Site of Saint Leonard's Church, Saintleonards, Co. Wexford
Co. Wexford |
Churches & Chapels
What survives here is almost nothing, which is precisely what makes it interesting.
On a slight south-facing slope beside the R733 between Wexford town and Duncannon, a triangular patch of overgrown ground encloses what was once a chapel and its graveyard. No walls stand. No headstones remain. What you find instead is an earthen bank to the north-east, a stone wall to the west, and a sunken wet area edged with a low stone footing roughly 22 metres long.
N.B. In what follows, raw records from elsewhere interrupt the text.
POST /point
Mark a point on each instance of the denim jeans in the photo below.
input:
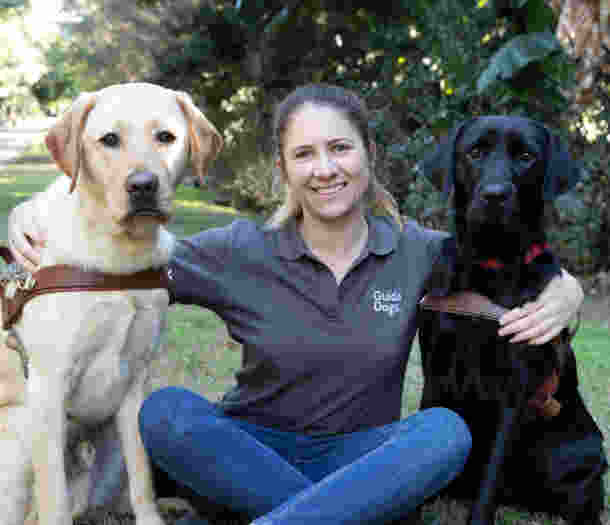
(371, 476)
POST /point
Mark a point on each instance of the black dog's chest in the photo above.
(471, 363)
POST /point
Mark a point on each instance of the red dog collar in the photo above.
(534, 251)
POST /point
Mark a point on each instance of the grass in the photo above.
(201, 356)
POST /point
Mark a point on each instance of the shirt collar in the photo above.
(383, 238)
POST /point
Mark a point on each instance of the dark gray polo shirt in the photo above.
(317, 357)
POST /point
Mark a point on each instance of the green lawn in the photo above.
(202, 357)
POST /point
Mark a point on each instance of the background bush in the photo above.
(422, 66)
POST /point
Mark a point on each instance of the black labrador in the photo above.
(534, 442)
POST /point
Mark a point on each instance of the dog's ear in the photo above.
(562, 171)
(204, 139)
(64, 139)
(439, 165)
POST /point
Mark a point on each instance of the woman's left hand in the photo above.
(539, 321)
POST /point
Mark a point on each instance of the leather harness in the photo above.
(471, 304)
(17, 287)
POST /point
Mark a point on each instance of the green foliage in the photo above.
(516, 55)
(422, 66)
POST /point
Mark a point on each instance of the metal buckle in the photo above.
(13, 277)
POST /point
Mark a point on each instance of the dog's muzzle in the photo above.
(143, 192)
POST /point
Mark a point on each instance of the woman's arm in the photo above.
(26, 234)
(541, 320)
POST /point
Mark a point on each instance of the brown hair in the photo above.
(354, 109)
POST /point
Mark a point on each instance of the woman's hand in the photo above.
(26, 235)
(541, 320)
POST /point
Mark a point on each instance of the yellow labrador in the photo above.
(124, 149)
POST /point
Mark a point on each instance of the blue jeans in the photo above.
(371, 476)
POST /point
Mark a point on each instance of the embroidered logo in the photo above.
(387, 301)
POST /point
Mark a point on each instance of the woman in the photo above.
(323, 300)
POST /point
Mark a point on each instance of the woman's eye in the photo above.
(110, 140)
(340, 147)
(302, 154)
(166, 137)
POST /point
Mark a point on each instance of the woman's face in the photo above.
(326, 164)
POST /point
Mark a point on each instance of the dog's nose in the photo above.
(496, 193)
(142, 184)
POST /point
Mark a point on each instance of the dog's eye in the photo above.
(526, 156)
(110, 139)
(166, 137)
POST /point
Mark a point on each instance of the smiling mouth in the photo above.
(330, 190)
(147, 212)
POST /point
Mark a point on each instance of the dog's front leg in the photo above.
(45, 402)
(141, 492)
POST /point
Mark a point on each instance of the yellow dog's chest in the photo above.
(95, 343)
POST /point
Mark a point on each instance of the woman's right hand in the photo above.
(26, 236)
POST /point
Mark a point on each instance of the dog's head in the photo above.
(126, 147)
(501, 171)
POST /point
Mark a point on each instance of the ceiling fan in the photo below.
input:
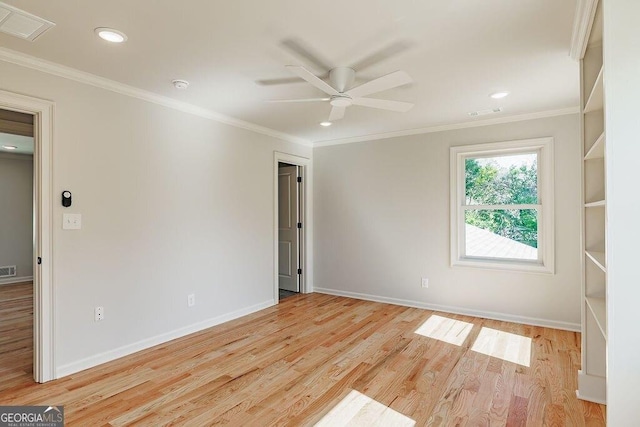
(341, 96)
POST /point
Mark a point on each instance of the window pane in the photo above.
(502, 233)
(499, 180)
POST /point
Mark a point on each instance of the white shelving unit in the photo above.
(592, 377)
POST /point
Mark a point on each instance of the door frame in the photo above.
(43, 291)
(306, 199)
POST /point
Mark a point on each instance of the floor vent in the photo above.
(22, 24)
(8, 271)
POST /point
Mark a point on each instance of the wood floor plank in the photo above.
(291, 364)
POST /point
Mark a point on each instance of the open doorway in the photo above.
(292, 220)
(16, 244)
(41, 112)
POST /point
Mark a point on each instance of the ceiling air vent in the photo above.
(485, 112)
(21, 24)
(7, 271)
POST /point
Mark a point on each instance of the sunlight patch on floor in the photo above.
(444, 329)
(504, 345)
(356, 409)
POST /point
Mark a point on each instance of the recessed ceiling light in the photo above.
(111, 35)
(499, 95)
(180, 84)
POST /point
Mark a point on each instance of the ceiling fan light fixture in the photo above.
(180, 84)
(341, 101)
(499, 95)
(111, 35)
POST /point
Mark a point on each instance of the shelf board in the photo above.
(596, 204)
(598, 259)
(598, 307)
(597, 149)
(596, 98)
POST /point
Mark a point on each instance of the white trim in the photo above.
(12, 280)
(55, 69)
(44, 296)
(555, 324)
(144, 344)
(306, 285)
(546, 167)
(592, 388)
(582, 23)
(454, 126)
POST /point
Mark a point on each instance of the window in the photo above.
(502, 205)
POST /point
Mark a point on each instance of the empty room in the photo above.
(339, 213)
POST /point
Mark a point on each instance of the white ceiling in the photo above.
(457, 51)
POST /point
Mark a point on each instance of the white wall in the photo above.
(16, 214)
(382, 222)
(622, 90)
(171, 204)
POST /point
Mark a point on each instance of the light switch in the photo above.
(71, 221)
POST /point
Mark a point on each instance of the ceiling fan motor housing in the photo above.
(342, 78)
(341, 101)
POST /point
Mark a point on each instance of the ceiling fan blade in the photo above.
(312, 78)
(298, 47)
(395, 79)
(336, 113)
(282, 81)
(381, 55)
(384, 104)
(299, 100)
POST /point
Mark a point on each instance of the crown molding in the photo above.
(455, 126)
(28, 61)
(582, 23)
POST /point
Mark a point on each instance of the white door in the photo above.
(288, 236)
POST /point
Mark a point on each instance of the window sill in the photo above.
(490, 264)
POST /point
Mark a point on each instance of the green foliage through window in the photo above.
(495, 181)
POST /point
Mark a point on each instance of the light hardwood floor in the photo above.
(293, 363)
(16, 332)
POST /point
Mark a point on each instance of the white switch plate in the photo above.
(71, 221)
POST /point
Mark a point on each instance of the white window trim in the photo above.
(546, 230)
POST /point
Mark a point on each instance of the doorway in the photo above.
(41, 112)
(16, 243)
(289, 229)
(292, 231)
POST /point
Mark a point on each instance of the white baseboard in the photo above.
(119, 352)
(592, 388)
(12, 280)
(575, 327)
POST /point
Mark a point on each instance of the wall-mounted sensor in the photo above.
(66, 198)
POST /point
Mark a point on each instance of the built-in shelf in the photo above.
(596, 204)
(597, 149)
(596, 98)
(598, 306)
(598, 259)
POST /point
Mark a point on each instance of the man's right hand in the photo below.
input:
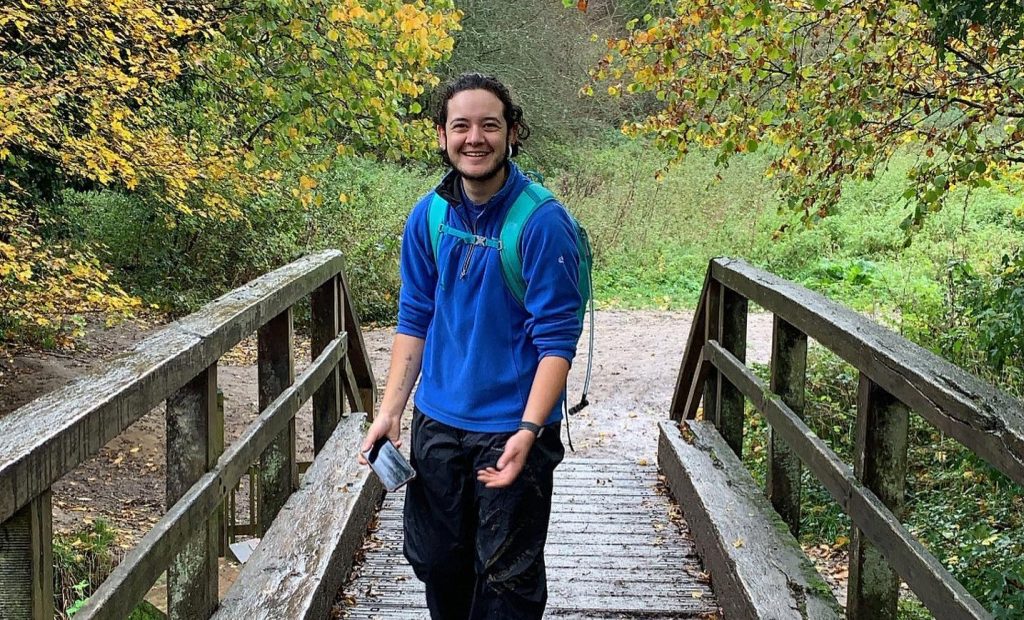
(388, 424)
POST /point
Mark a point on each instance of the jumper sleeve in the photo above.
(419, 275)
(551, 269)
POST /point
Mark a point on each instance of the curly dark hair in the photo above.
(474, 81)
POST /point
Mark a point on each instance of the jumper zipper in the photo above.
(469, 252)
(465, 263)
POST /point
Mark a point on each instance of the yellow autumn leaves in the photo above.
(196, 108)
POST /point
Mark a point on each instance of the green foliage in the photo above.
(988, 308)
(842, 87)
(543, 53)
(82, 560)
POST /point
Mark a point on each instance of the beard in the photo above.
(488, 174)
(492, 172)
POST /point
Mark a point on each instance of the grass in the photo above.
(652, 241)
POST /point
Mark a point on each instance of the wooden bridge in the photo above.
(620, 547)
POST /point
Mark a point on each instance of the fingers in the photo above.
(493, 479)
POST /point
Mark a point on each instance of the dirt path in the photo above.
(636, 359)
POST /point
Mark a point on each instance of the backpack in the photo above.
(507, 244)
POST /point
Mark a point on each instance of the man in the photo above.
(486, 416)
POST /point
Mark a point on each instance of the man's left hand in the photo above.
(511, 462)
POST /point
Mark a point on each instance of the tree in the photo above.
(197, 106)
(836, 87)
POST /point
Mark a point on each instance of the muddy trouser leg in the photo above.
(512, 527)
(439, 523)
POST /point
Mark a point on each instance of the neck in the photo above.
(480, 191)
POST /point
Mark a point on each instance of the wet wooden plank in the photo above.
(757, 565)
(635, 561)
(940, 592)
(118, 595)
(49, 437)
(978, 415)
(301, 562)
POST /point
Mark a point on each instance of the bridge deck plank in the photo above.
(616, 549)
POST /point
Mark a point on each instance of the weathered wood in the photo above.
(49, 437)
(358, 357)
(324, 328)
(981, 417)
(745, 547)
(27, 562)
(788, 376)
(350, 386)
(303, 559)
(880, 462)
(138, 571)
(926, 576)
(692, 371)
(195, 440)
(641, 566)
(279, 472)
(713, 331)
(733, 337)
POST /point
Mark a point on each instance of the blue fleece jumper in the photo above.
(482, 346)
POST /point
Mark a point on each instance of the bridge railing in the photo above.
(896, 377)
(48, 438)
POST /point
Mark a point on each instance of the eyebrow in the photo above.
(484, 119)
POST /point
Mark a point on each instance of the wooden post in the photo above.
(880, 462)
(713, 329)
(195, 440)
(324, 328)
(224, 507)
(788, 376)
(279, 470)
(27, 562)
(356, 360)
(732, 324)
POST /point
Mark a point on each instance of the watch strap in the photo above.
(535, 428)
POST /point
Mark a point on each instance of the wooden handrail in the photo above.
(896, 376)
(48, 438)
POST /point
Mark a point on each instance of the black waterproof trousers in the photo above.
(479, 551)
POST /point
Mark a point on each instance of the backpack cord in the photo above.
(586, 383)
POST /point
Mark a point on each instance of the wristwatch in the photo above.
(537, 430)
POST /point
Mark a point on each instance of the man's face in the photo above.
(475, 136)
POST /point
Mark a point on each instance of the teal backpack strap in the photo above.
(529, 199)
(435, 219)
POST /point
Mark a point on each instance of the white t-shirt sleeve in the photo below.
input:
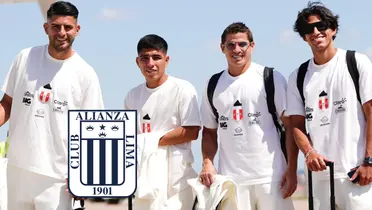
(11, 77)
(294, 101)
(126, 101)
(280, 96)
(364, 65)
(93, 94)
(189, 109)
(207, 117)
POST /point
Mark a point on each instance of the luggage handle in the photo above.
(332, 187)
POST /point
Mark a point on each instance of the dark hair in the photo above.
(152, 41)
(234, 28)
(315, 8)
(62, 8)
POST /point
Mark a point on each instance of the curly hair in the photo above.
(315, 8)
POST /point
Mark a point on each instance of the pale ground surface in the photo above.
(300, 204)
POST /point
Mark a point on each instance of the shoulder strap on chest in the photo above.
(210, 91)
(300, 79)
(353, 70)
(270, 100)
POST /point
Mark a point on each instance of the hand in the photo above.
(72, 196)
(207, 174)
(365, 174)
(316, 162)
(288, 184)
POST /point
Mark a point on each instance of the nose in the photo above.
(150, 63)
(62, 31)
(236, 48)
(316, 31)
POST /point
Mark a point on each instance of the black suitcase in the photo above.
(331, 183)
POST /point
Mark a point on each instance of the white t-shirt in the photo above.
(167, 107)
(43, 89)
(250, 148)
(335, 118)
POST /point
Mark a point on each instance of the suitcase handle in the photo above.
(332, 187)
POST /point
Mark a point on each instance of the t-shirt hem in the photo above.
(39, 171)
(246, 181)
(289, 113)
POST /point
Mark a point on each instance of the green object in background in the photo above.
(4, 148)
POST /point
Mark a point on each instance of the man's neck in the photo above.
(60, 55)
(157, 83)
(322, 57)
(235, 71)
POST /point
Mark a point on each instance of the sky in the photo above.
(110, 30)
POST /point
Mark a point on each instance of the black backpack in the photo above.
(351, 65)
(270, 90)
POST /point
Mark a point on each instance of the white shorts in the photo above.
(263, 197)
(181, 201)
(348, 196)
(32, 191)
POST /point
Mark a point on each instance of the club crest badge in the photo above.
(102, 153)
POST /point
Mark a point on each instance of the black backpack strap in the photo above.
(270, 98)
(353, 70)
(210, 91)
(300, 79)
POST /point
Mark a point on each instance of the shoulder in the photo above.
(135, 90)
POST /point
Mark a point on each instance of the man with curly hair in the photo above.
(337, 110)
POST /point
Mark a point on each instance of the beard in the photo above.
(62, 46)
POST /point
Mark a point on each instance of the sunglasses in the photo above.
(231, 45)
(320, 26)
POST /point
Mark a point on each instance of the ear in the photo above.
(45, 26)
(77, 29)
(252, 44)
(222, 48)
(137, 61)
(167, 60)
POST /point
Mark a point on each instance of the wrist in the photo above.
(207, 161)
(312, 150)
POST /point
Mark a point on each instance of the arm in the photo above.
(180, 135)
(291, 146)
(364, 65)
(189, 116)
(367, 108)
(299, 133)
(5, 108)
(296, 111)
(280, 98)
(365, 88)
(209, 145)
(209, 141)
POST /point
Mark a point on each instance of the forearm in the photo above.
(292, 150)
(299, 134)
(180, 135)
(369, 137)
(209, 145)
(291, 146)
(5, 107)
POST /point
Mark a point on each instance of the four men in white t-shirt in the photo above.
(250, 151)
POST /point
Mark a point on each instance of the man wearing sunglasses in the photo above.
(250, 150)
(338, 125)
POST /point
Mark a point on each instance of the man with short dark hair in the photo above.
(168, 105)
(43, 83)
(332, 94)
(250, 144)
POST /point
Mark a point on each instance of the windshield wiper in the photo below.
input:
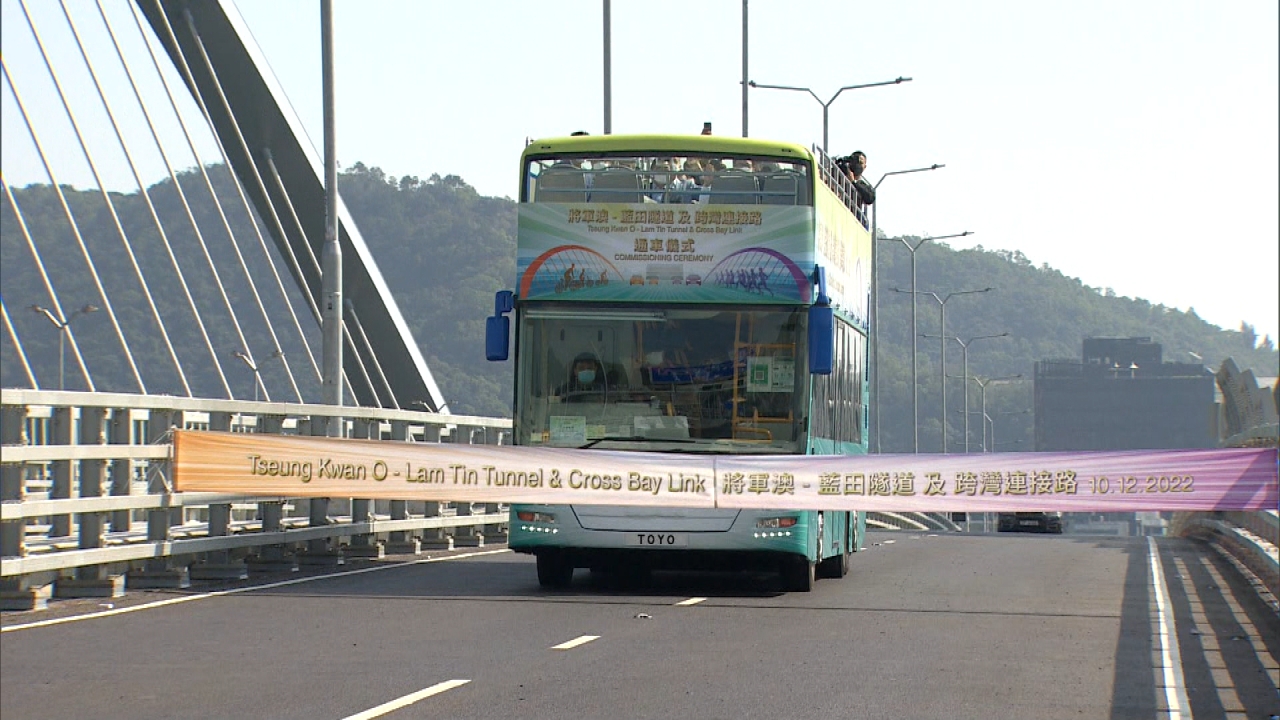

The 1839 Ordnance Survey six-inch map still shows the ghost of a rectangular structure, approximately 20 metres east to west and 15 metres north to south, set within a subrectangular graveyard enclosure. By the time anyone came to measure what remained on the ground, there were no recognisable foundations and no evidence of burial in the interior.
The story behind the site reaches back to 1207, when this land formed part of the original grant to the Cistercian abbey at Tintern, a daughter house of Tintern Abbey in Wales founded that year by William Marshal. The locality of Saintleonards fell within the abbey's parish of Tintern, and the church here most likely served as a chapel-of-ease, a secondary place of worship built to spare parishioners a long journey to the main church, probably attached to a grange or outfarm working the abbey's agricultural lands. The earliest written reference to it comes from 1552, by which point it is recorded simply as a chapel, already suggesting a modest and perhaps diminishing role. A holy well known as Toberernan lies approximately 320 metres to the south-south-east, a reminder that this quietly overlooked corner of County Wexford held a small but layered religious geography during the medieval period.